Pandiculation has existed since the dawn of man it affects humans, reptiles, birds, and most mammals. Although most human beings have been known to experience pandiculation while still in the womb (as early as 11 weeks after conception), we achieve pandiculatory contagiousness between the first and second years of life. It is believed that the entire human population has already been affected.

People with the highest susceptibility are those who suffer from fatigue, drowsiness, boredom, insomnia, and excessive contact with humorous scientific hyperbole. Although studied by institutions throughout the world, it still is not completely understood. Everyday people are unsuspecting agents, who 'infect' helpless individuals. There is no cure, and the only treatment is allowing the behavior to run its course. Pandiculation is the act of yawning and stretching, and it is highly communicable.

A common misconception is that pandiculation is brought on to increase oxygen levels in the blood and to reduce carbon dioxide, but scientific evidence has proven that theory unsound.

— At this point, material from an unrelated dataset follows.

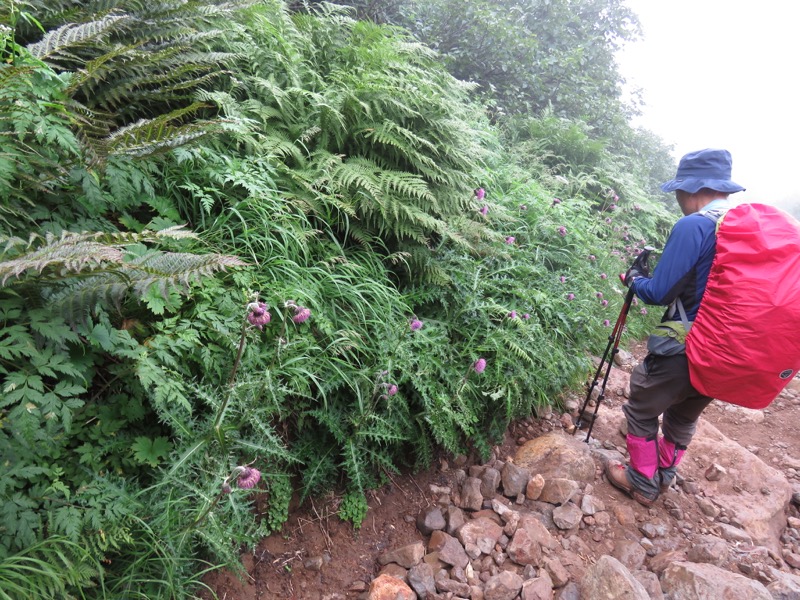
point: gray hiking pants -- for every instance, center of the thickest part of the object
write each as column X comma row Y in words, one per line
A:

Dr. Robert Provine of the Psychonomic Society studied effects on college students who were given different types of gases (air is a gas, remember?) to breathe for 30-minute intervals. Using four gaseous concoctions, ranging from normal air to those with both extreme levels of oxygen and/or carbon dioxide, Dr. Provine detected no change in occurrences or duration of yawns. Subjects did tend to breathe a little faster in a low-oxygen atmosphere, but stopped short of looking like goldfish trying to breathe in bleach water. Provine also conducted the same experiments with subjects before, during and after exercise, with the same results.

So, what causes pandiculation, and why is it contagious? Dr. Provine believes it is due to evolutionary history, and is a response developed to coordinate the social behavior of early humans, yet remains as a vestigial response. Strangely, there is no pecking order when it comes to contagious pandiculation--it can be as infectious coming from an innocent child as from Federal Reserve Chairman Alan Greenspan, or balloon-busted country music crooner Dolly Parton.

In any case... experiencing a complete and satisfying pandiculation, without interruption, feels pretty good. Pass it on with impunity, and coordinate your own social behavior experiments.